So what to do with all that super tender pork butt you made the other night? This time around I decided to go in an Asian direction. With no Chinese restaurants in my town, I often get that craving for some MSG (oops! I mean umami). Pork Lo mein to the rescue! This is a great recipe to use with chicken, beef or tofu as well. So get your woks out and let's begin!

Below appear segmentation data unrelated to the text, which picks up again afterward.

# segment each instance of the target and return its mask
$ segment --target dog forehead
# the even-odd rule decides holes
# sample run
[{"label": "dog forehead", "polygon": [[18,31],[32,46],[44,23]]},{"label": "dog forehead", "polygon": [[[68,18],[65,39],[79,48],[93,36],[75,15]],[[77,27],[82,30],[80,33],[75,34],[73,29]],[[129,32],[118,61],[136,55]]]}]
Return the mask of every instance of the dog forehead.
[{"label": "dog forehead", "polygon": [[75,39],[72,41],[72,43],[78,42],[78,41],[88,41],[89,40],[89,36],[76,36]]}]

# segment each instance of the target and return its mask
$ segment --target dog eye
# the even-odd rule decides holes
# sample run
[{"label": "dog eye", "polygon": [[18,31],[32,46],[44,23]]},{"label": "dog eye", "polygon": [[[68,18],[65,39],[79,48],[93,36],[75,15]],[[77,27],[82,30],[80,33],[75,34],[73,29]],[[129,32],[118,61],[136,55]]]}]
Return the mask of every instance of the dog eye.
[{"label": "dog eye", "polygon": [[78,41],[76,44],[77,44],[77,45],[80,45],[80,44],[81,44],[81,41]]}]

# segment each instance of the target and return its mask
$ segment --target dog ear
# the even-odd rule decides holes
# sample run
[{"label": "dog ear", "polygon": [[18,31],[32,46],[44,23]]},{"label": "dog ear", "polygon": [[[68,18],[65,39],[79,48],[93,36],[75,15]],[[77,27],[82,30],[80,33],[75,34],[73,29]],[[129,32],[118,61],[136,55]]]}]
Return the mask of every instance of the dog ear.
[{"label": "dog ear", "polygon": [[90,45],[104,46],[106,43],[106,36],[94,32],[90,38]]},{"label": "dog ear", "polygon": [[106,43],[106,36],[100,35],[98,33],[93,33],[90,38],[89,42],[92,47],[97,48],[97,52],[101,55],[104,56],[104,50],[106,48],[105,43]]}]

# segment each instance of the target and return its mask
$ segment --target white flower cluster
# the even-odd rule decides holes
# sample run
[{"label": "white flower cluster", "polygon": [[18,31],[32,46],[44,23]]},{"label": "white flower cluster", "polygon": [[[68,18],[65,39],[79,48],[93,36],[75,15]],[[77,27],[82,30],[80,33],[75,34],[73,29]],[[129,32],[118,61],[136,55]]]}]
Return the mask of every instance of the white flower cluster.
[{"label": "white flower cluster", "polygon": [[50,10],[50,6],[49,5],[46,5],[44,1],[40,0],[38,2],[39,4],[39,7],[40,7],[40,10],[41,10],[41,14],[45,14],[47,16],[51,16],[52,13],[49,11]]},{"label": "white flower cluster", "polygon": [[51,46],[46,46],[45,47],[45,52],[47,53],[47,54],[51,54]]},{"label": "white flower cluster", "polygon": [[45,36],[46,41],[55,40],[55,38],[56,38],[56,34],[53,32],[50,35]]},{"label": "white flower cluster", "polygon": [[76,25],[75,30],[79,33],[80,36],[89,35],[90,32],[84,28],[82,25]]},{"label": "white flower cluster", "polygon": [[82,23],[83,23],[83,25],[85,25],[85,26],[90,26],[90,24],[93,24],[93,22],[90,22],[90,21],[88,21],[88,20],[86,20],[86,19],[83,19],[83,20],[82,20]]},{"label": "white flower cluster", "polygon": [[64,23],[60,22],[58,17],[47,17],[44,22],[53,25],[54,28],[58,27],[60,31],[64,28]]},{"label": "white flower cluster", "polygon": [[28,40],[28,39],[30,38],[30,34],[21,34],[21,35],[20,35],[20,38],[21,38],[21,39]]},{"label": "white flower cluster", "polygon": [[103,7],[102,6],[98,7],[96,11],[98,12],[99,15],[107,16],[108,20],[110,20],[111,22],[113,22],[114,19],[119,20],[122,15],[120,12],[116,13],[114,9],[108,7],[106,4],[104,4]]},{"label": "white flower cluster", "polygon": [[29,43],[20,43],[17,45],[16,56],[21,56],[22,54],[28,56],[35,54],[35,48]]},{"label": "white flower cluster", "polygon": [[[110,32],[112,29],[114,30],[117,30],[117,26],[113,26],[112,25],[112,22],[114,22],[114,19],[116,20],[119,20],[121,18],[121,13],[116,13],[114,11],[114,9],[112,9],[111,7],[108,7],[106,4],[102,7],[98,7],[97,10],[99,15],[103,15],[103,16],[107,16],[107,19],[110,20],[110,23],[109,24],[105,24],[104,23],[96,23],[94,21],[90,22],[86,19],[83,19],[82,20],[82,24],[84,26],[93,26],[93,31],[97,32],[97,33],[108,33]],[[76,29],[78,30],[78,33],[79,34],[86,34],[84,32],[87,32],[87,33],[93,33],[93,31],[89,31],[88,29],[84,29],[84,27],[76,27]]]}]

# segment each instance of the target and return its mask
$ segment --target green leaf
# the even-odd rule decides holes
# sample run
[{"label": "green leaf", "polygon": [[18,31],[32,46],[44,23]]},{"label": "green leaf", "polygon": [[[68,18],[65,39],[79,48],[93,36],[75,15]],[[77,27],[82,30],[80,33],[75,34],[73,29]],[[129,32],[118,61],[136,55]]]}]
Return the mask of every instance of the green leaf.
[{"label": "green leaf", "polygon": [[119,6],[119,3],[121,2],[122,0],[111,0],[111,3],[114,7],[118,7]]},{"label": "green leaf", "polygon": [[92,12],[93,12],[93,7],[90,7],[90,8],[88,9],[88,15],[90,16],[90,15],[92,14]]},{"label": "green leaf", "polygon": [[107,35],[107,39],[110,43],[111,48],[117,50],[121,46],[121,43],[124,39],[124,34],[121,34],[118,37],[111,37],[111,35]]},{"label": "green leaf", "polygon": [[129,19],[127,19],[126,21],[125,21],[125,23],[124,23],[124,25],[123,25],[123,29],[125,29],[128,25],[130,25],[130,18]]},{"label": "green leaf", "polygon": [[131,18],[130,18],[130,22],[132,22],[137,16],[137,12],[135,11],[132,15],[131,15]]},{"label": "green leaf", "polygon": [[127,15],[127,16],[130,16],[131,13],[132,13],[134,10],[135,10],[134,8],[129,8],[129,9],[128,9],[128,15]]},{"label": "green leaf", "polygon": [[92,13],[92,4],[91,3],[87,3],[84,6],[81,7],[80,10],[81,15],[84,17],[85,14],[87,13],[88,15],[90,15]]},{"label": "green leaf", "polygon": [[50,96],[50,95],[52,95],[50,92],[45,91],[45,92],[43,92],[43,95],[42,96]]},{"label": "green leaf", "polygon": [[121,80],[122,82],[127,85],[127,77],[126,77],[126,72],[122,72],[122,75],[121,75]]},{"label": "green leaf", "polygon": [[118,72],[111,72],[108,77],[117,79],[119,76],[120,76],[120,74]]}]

- 2 cups leftover pork butt (or leftover roast chicken, or tofu, or beef)
- 2 cups bok choy, sliced
- 1 onion, sliced
- 2/3 cup carrots, sliced
- 6oz sliced mushrooms
- 8oz sliced water chestnuts
- low sodium soy sauce
- chili garlic sauce
- corn starch
- sesame oil
- 1 tsp splenda
- dry sherry (use rice wine (not rw vinegar) if you have it)
- garlic clove, minced
- half a box whole wheat spaghetti, cooked al dente
Lo mein recipes generally call for oyster sauce which I did not have, so I searched the internet for a substitute. A lot of people actually look for vegetarian "oyster" sauces, which incorporates mushrooms and soy sauce, so I used that concept as inspiration. I pulsed a couple ounces of sliced mushrooms with 1 tsp splenda and a couple tbsp low sodium soy sauce until it had the consistency of a very thin milkshake.
Before I started the stir-fry, I assembled my sauce:
- 2 tbsp soy sauce
- 3 tbsp mock oyster sauce
- 1/2 tsp sesame oil
- 2 tsp ground ginger
- 1 tsp chili garlic sauce
- minced garlic
- 1 tsp dry sherry
- 1 tbsp cornstarch
- Pre-heat your wok over medium to medium high heat. Wait until it's hot, and then add a light coating of olive oil.
- Stir-fry the vegetables starting with the carrots and onions first. Sautee 3 minutes.
- Add in the mushrooms, cook for 3 minutes
- Add the bok choy, the water chestnuts and the pork and cook for 4 minutes.
- Add your sauce, continue cooking for a couple more minutes and then add your cooked pasta.
- Serve! I like to have soy sauce and the chili garlic on the table so everyone can add their own finishing touch!